As evidências que apoiam a descoberta

Não é realmente uma mutação, mas mais precisamente uma exclusão (uma mutação cromossômica), resultando em perda irreversível de material genético. Para demonstrar suas descobertas, ao examinar um banco de dados de 188 genomas de gatos de todo o mundo, a equipe de Barsh destacou que cada gato laranja, chita ou tartaruga tem essa mesma deleção no cromossomo X, de acordo com especialistas. é incomum que uma mutação desse tipo torna um gene mais ativo, e não menos, mas experimentos semelhantes conduzidos pelo biólogo do desenvolvimento Hiroyuki Sasaki da Universidade de Kyushu e seus colegas encontraram a mesma exclusão em 24 gatos selvagens e domésticos do Japão, bem como em 258 genomas de gatos amostrados em todo o mundo. Como se isso não bastasse, os pesquisadores japoneses também descobriram que a pele dos gatos malhados tinha mais RNA Arhgap36 nas regiões laranja do que nas regiões marrons ou pretas.
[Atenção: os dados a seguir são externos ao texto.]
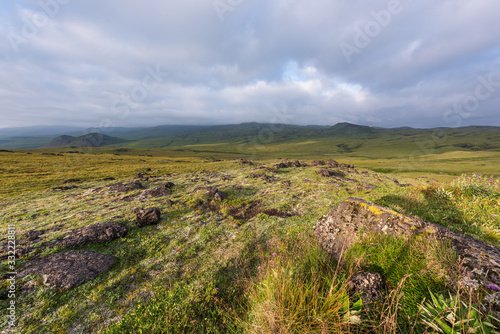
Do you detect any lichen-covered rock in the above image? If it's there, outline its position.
[348,272,384,305]
[314,198,500,285]
[109,181,143,193]
[55,222,128,248]
[17,250,115,290]
[206,186,227,202]
[134,208,161,227]
[137,185,172,199]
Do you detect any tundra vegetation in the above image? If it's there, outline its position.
[0,138,500,333]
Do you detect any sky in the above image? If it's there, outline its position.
[0,0,500,128]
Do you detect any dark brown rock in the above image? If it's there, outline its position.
[134,208,161,227]
[165,182,175,189]
[206,186,227,202]
[318,168,345,177]
[55,222,128,248]
[109,181,143,193]
[326,159,340,168]
[138,185,172,199]
[17,250,115,290]
[314,198,500,286]
[274,160,304,169]
[52,186,78,191]
[26,230,45,241]
[63,179,80,184]
[237,159,253,165]
[311,160,326,166]
[348,272,384,305]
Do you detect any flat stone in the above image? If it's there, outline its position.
[134,208,161,227]
[55,222,128,248]
[314,197,500,285]
[17,250,116,290]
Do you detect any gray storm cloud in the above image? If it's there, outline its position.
[0,0,500,127]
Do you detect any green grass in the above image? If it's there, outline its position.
[0,144,500,333]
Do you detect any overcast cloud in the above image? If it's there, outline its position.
[0,0,500,127]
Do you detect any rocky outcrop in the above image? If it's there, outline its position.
[109,181,143,193]
[206,186,227,202]
[17,250,115,290]
[134,208,161,227]
[314,198,500,285]
[55,222,127,248]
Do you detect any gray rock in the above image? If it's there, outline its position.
[55,222,128,248]
[207,186,227,202]
[134,208,161,227]
[17,250,115,290]
[314,198,500,285]
[137,185,172,199]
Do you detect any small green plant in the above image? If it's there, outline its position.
[451,173,500,198]
[243,236,362,333]
[420,291,500,334]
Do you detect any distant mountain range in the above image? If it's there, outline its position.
[43,133,128,148]
[0,123,500,153]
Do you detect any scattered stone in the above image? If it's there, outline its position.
[17,250,115,290]
[348,272,384,305]
[206,186,227,202]
[133,208,161,227]
[248,173,277,182]
[314,198,500,286]
[137,185,172,200]
[63,179,81,184]
[165,182,175,189]
[326,159,340,168]
[55,222,128,248]
[236,159,253,166]
[274,160,305,169]
[109,181,143,193]
[52,186,78,191]
[311,160,326,166]
[318,167,345,178]
[26,230,45,241]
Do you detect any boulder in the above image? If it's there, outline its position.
[207,186,227,202]
[138,185,172,199]
[348,272,384,305]
[63,179,81,184]
[55,222,128,248]
[318,167,345,177]
[134,208,161,227]
[165,182,175,189]
[109,181,143,193]
[314,198,500,286]
[52,186,78,191]
[17,250,115,290]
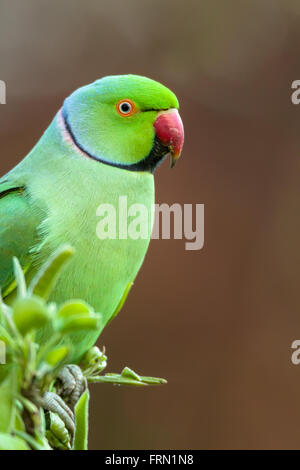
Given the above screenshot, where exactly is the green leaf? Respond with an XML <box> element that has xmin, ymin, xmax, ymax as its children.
<box><xmin>29</xmin><ymin>245</ymin><xmax>75</xmax><ymax>299</ymax></box>
<box><xmin>57</xmin><ymin>299</ymin><xmax>93</xmax><ymax>317</ymax></box>
<box><xmin>73</xmin><ymin>389</ymin><xmax>90</xmax><ymax>450</ymax></box>
<box><xmin>87</xmin><ymin>367</ymin><xmax>167</xmax><ymax>387</ymax></box>
<box><xmin>46</xmin><ymin>346</ymin><xmax>69</xmax><ymax>367</ymax></box>
<box><xmin>59</xmin><ymin>313</ymin><xmax>101</xmax><ymax>334</ymax></box>
<box><xmin>46</xmin><ymin>412</ymin><xmax>70</xmax><ymax>450</ymax></box>
<box><xmin>0</xmin><ymin>369</ymin><xmax>17</xmax><ymax>433</ymax></box>
<box><xmin>0</xmin><ymin>432</ymin><xmax>30</xmax><ymax>450</ymax></box>
<box><xmin>15</xmin><ymin>431</ymin><xmax>51</xmax><ymax>450</ymax></box>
Inativação do cromossomo X em gatos laranja

E tudo se soma: se a deleção do DNA no cromossomo X não tiver uma contraparte no cromossomo, o efeito na pele é inevitável. É por isso que a maioria dos gatos laranja são machos (cariótipo XY). As gatas, entretanto, como nós, humanos, herdam um cromossomo X de cada pai. Durante o desenvolvimento embrionário, cada célula escolhe aleatoriamente um X para expressar genes. Se houver uma deleção em um, pode acontecer que o outro cromossomo compense a falta ou que o outro se enrole em uma conformação quase sempre inerte: um fenômeno chamado Inativação do X. Como resultado, os gatos tartaruga ou chita acabam com manchas separadas de pêlo preto e laranja, dependendo de qual cromossomo está inativado naquela parte da pele.
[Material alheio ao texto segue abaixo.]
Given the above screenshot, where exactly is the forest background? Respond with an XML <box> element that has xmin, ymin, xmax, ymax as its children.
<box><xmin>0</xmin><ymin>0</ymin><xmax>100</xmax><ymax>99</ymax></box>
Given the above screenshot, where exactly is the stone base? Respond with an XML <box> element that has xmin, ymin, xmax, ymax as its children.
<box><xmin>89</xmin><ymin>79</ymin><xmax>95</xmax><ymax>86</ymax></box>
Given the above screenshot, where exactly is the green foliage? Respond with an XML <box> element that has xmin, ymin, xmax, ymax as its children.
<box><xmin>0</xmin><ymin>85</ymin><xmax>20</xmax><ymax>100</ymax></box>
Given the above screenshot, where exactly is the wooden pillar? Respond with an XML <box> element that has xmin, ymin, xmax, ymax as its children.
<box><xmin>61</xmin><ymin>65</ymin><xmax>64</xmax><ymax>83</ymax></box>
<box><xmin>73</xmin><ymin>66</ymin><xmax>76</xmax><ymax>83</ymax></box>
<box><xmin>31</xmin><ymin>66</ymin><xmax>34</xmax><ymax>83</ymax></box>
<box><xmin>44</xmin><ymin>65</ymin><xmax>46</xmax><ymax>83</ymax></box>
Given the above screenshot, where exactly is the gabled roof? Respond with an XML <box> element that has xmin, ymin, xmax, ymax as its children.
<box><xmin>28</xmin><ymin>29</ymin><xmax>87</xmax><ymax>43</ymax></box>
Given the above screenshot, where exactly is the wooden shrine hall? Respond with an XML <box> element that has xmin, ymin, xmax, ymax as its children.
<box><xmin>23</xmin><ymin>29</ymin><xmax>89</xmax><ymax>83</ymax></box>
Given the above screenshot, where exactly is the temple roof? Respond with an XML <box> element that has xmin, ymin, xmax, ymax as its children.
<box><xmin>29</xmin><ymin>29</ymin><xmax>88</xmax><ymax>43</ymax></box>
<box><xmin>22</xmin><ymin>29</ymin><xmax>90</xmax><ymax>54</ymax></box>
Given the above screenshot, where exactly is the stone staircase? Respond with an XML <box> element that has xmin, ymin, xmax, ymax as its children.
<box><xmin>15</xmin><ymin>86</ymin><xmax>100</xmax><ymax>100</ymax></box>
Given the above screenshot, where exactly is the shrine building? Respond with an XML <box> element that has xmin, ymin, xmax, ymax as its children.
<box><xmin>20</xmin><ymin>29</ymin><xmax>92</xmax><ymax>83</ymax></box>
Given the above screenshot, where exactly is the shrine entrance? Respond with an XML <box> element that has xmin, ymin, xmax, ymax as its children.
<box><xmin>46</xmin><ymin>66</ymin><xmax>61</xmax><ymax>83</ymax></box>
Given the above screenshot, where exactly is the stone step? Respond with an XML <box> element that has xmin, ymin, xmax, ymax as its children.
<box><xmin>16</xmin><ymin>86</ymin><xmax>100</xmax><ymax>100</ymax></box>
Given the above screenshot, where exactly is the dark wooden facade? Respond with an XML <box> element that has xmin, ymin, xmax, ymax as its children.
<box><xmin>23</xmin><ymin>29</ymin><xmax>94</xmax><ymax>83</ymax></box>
Quando Barsh e Sasaki souberam que seus respectivos grupos de pesquisa haviam descoberto a existência da mesma mutação em gatos laranja, decidiram publicar seus preprints no BioRxiv ao mesmo tempo, surpresos pelo fato de o gene Arhgap36, já conhecido por seu papel no embriogênese, também poderia influenciar a coloração dos cabelos e cabelos. Depois mais de cem anos de estudos em gatosEm suma, podemos concordar com o Professor Cooke Little: para pele laranja, o fator X realmente existe.